The exudates are secreted by the ER and extruded by exocytosis and the vacuole (Figure 6.3). In the later exudation process some of the ER vesicles are incorporated phagocytotically into the large cell vacuole. The dissolution of the vesicle membrane leads to the mixing up of vesicular material with the vacuolar contents.
Finally the degeneration of the protoplast leads to the holocrine excretion of mixed exudates. The amount of the exudates that accumulate is highly variable and it may be confined to the interstices of papillae or may flood the entire surface. The extracellular components are present in the exudates.
In dry stigma the cuticle is discontinuous and the components of the papillae are extricated through these discontinuities (Fig 6.4 a.) In Crocus the stigmatic secretion accumulates in the chambered stigmatic papillae (Fig 6.4 b).
The grasses have a more elaborate stigma of many layers. Between the pellicle and the cuticle there is a thin mucilaginous layer, and the pectocellulosic (Fig 6.4c) wall is differentiated into several layers, viz., a pectic polysaccharide layer just beneath the cuticle, an electron transparent layer followed by a layer of intermediate electron density that lies just outside the plasmalemma.

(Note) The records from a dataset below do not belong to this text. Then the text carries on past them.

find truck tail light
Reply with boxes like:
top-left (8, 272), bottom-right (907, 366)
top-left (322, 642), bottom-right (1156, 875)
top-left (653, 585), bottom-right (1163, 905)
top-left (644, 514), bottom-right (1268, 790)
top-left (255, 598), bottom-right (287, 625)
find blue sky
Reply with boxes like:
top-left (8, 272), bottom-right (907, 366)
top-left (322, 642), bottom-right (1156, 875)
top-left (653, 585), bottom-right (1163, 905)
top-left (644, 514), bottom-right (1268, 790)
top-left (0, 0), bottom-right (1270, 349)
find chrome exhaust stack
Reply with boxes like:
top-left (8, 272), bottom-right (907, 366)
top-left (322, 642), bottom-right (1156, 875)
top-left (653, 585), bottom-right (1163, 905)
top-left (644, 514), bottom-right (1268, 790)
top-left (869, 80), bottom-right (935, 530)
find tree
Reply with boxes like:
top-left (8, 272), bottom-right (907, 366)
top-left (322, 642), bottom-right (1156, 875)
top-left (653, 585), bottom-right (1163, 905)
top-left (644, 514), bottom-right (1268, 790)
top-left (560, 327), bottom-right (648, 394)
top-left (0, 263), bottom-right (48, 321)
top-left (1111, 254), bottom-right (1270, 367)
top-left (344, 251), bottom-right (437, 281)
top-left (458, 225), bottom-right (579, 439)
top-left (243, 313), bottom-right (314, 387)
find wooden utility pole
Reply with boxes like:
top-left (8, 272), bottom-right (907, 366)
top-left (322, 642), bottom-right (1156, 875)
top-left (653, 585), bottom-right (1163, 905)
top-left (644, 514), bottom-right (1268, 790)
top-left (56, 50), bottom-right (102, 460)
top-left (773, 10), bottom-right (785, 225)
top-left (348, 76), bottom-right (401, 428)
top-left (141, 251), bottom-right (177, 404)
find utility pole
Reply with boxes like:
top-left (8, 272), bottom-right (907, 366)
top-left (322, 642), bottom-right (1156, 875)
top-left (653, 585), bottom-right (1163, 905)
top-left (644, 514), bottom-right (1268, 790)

Moreover, there is abundance of plasmalemmasomes or paramural bodies (multivesicular bodies) in the papillae, which are, associated with the secretion of surface components, protein, polysaccharide constituents of the petocellulosic wall and intercellular matrix.
Besides the role of stigma in pollen-pistil interaction, the different components of the stigma secretion have also been involved in other functions, viz.:
(i) Lipoidal component is considered to prevent evaporation and wetting by acting as a liquid cuticle,
(ii) Phenolics and proteinase inhibitors have been suggested to give protection against insects and pathogens, and
(iii) The stigmatic exudates serve as a nutrient source for pollinating insects.
The extracellular components are present in the form of a thin extracellular membrane, called pellicle. The pellicle components originate from the epidermal cells of the stigma and/or stigmatic papillae and are extruded onto the surface through discontinuities in the cuticle.
In some cases the pellicle shows ATPase and carbonic anhydrase activity. The pellicle also binds to lectins and contains arabinogalactans, a group of carbohydrates with adhesive properties.
b. The Style:
The style is a tubular structure that connects the stigma with the ovary and is mainly of two types, viz., solid (closed) and hollow (open). The solid style has a central stand of transmitting tissue of elongated cells interconnected by plasmodesmata (Figure 6.5a).
Intercellular substances of pectinaceous nature surround the cells of the transmitting tissue. It also contains proteins, glycoproteins, and often lipids. A number of transmitting tissue-specific proline-rich proteins have been localized in the intercellular matrix.
The cells of the transmitting tissue exhibit normal ultra- structural profiles with numerous mitochondria, active dictyosomes, rough endoplasmic reticulum, plastids and ribosomes. Pollen tubes grow down the style through the intercellular matrix of the transmitting tissue.
In the hollow style the central core has one or more canals which normally correspond to the number of carpels. The stylar canal is bordered by one or a few layers of glandular cells, called canal cells (Fig 6.5 b). A layer of cuticle lines the canal cells in the young bud and the secretion product from the canal cells accumulate below the cuticle.
The canal cells are generally glandular and may be filled with secretion fluid or remain dry. As in solid style system, the stylar secretion in hollow style is rich in carbohydrates and proteins, and shows esterase and acid phosphatase activity.